One of the best ways to strengthen your company as a whole is to devote attention to developing your employee talent. If your staff isn’t given the proper encouragement or assistance needed to help them move forward within your company, it can be more challenging for the company itself to continue growing in its capabilities. There are several ways that you, as a leader, can help to develop the talent at your company. Talent identification and management begin with The Four P’s.

    1. Pinpoint individual strengths
      While specific roles at any company often require a specific set of skills, your employees will likely have additional strengths within those skill sets that can be utilized and honed whenever possible. Assess your staff in order to pinpoint each employee’s individual talents and areas of expertise, then find ways to incorporate those abilities into their daily workflow. This will not only make employees stronger contributors to your team, but will also likely provide them with greater job satisfaction, as they’ll be performing tasks using skills that can bring greater value to their team’s output.
    2. Practice engaging leadership
      Truly great leaders possess characteristics that encourage and inspire their staff. In order to bring yourself to a higher level of greatness as a leader, explore your existing strengths and see how you might be able to improve upon them and add new motivational elements into your leadership style. Above all, be a leader who provides adequate support for your team. Regularly engage with each of your employees and ensure their needs are being met so they can be better equipped to perform their jobs at an optimized level.

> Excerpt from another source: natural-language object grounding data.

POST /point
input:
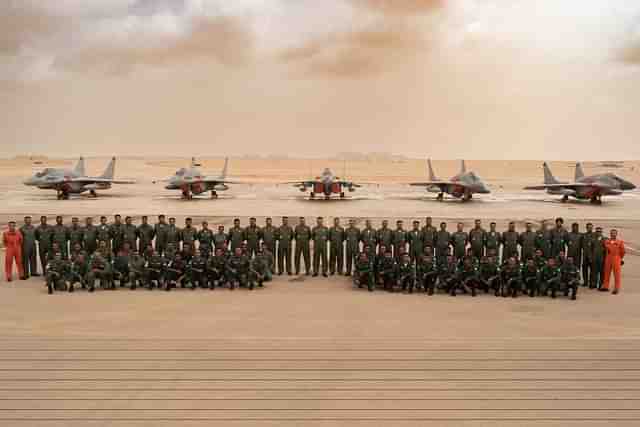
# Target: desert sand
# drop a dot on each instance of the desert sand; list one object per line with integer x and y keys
{"x": 312, "y": 351}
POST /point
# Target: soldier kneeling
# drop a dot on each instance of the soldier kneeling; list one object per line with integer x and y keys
{"x": 364, "y": 273}
{"x": 55, "y": 277}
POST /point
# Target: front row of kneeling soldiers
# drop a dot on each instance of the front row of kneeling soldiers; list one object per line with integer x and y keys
{"x": 538, "y": 276}
{"x": 154, "y": 270}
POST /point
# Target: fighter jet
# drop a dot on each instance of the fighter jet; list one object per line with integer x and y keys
{"x": 464, "y": 185}
{"x": 327, "y": 184}
{"x": 66, "y": 182}
{"x": 193, "y": 182}
{"x": 583, "y": 187}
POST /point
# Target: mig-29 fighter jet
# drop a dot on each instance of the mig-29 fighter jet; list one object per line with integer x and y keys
{"x": 326, "y": 184}
{"x": 191, "y": 181}
{"x": 462, "y": 186}
{"x": 583, "y": 187}
{"x": 66, "y": 182}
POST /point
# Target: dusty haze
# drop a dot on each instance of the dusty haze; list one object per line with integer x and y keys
{"x": 482, "y": 79}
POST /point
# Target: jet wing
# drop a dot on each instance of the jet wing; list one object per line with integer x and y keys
{"x": 87, "y": 180}
{"x": 572, "y": 186}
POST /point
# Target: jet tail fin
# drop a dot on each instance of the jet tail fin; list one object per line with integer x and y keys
{"x": 432, "y": 176}
{"x": 110, "y": 171}
{"x": 225, "y": 168}
{"x": 579, "y": 171}
{"x": 548, "y": 176}
{"x": 79, "y": 169}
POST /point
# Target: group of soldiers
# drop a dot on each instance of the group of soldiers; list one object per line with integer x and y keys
{"x": 537, "y": 262}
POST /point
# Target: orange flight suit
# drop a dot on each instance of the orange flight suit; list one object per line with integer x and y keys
{"x": 12, "y": 241}
{"x": 613, "y": 261}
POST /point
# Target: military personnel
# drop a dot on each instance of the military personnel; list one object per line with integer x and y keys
{"x": 146, "y": 234}
{"x": 406, "y": 274}
{"x": 154, "y": 270}
{"x": 129, "y": 233}
{"x": 385, "y": 235}
{"x": 369, "y": 238}
{"x": 220, "y": 239}
{"x": 352, "y": 239}
{"x": 493, "y": 241}
{"x": 56, "y": 273}
{"x": 258, "y": 270}
{"x": 597, "y": 259}
{"x": 176, "y": 272}
{"x": 531, "y": 278}
{"x": 136, "y": 270}
{"x": 284, "y": 236}
{"x": 443, "y": 242}
{"x": 268, "y": 236}
{"x": 363, "y": 274}
{"x": 302, "y": 234}
{"x": 459, "y": 241}
{"x": 570, "y": 278}
{"x": 429, "y": 234}
{"x": 197, "y": 269}
{"x": 205, "y": 240}
{"x": 511, "y": 278}
{"x": 117, "y": 233}
{"x": 189, "y": 233}
{"x": 468, "y": 278}
{"x": 574, "y": 245}
{"x": 174, "y": 235}
{"x": 252, "y": 236}
{"x": 527, "y": 241}
{"x": 510, "y": 240}
{"x": 103, "y": 233}
{"x": 386, "y": 269}
{"x": 75, "y": 233}
{"x": 426, "y": 273}
{"x": 558, "y": 238}
{"x": 447, "y": 273}
{"x": 89, "y": 236}
{"x": 414, "y": 238}
{"x": 543, "y": 240}
{"x": 237, "y": 269}
{"x": 588, "y": 242}
{"x": 236, "y": 235}
{"x": 320, "y": 237}
{"x": 216, "y": 266}
{"x": 121, "y": 262}
{"x": 60, "y": 235}
{"x": 100, "y": 269}
{"x": 550, "y": 277}
{"x": 78, "y": 270}
{"x": 336, "y": 250}
{"x": 477, "y": 239}
{"x": 160, "y": 229}
{"x": 29, "y": 249}
{"x": 490, "y": 274}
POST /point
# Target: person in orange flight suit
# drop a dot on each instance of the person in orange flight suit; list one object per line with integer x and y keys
{"x": 12, "y": 241}
{"x": 614, "y": 260}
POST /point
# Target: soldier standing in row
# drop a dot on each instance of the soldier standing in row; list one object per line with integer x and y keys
{"x": 29, "y": 249}
{"x": 336, "y": 251}
{"x": 320, "y": 237}
{"x": 284, "y": 237}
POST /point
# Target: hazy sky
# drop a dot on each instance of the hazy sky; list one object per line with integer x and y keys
{"x": 556, "y": 79}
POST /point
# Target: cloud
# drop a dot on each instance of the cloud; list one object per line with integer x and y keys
{"x": 223, "y": 39}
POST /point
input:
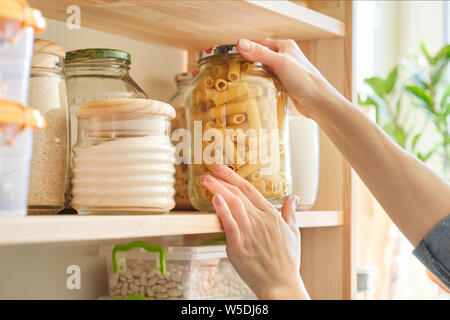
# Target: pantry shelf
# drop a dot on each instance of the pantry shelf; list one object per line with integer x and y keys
{"x": 193, "y": 25}
{"x": 60, "y": 228}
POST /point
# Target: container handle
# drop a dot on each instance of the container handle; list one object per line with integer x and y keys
{"x": 143, "y": 245}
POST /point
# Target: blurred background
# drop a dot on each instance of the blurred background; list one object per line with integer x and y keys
{"x": 402, "y": 80}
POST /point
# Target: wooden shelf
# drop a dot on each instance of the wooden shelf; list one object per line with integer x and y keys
{"x": 59, "y": 228}
{"x": 197, "y": 24}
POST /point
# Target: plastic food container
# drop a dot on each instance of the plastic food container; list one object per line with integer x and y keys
{"x": 16, "y": 141}
{"x": 18, "y": 22}
{"x": 48, "y": 94}
{"x": 139, "y": 269}
{"x": 123, "y": 161}
{"x": 183, "y": 80}
{"x": 304, "y": 135}
{"x": 236, "y": 114}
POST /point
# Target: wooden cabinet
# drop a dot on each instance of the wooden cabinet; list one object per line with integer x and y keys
{"x": 324, "y": 32}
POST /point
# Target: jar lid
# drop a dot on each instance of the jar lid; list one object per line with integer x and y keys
{"x": 98, "y": 53}
{"x": 186, "y": 76}
{"x": 20, "y": 11}
{"x": 217, "y": 51}
{"x": 14, "y": 113}
{"x": 125, "y": 106}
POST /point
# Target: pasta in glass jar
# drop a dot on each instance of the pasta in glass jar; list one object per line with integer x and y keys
{"x": 236, "y": 113}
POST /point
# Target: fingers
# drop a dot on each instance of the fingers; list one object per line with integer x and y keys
{"x": 255, "y": 52}
{"x": 226, "y": 218}
{"x": 228, "y": 175}
{"x": 288, "y": 211}
{"x": 235, "y": 204}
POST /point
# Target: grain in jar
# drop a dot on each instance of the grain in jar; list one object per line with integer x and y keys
{"x": 48, "y": 94}
{"x": 182, "y": 200}
{"x": 123, "y": 159}
{"x": 236, "y": 113}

    3. Prioritize talent management
      Another way to ensure the continued development of your staff is to incorporate effective talent identification and management tools and practices into your business structure. A human capital management solution, for example, can have modules specifically geared toward optimizing your talent management practices. These kinds of software services can simplify the creation of career development plans for your current talent and improve your ability to monitor their progress throughout them. These tools can also automate components of your recruiting operations, like sending out application notifications, in order to speed up the process of cultivating and developing new talent alongside seasoned employees. By improving your company’s talent management practices, you may find it easier to determine what additional steps you can take to aid your employees in continuing to grow.
    4. Provide opportunities for growth
      In order to truly develop into more skilled and knowledgeable employees, your staff must be provided with opportunities to exercise their own leadership and to strengthen skills that might be important in the roles they aspire to. Sit down with individual team members and help them set work performance goals for themselves. Once they’ve established concrete, attainable goals for both the short and long terms, do what you can to aid them in achieving their objectives each step of the way.

For instance, if one of their goals is to expand their understanding of the daily responsibilities of your company’s executive team, create an opportunity for them to shadow you or another company leader so they can gain insight into whether an executive career path could be a good fit for them. The more your employees are able to broaden their comprehension of your company’s functionality beyond their own duties, the greater the likelihood that they’ll be able to develop into well-informed and well-rounded contributors.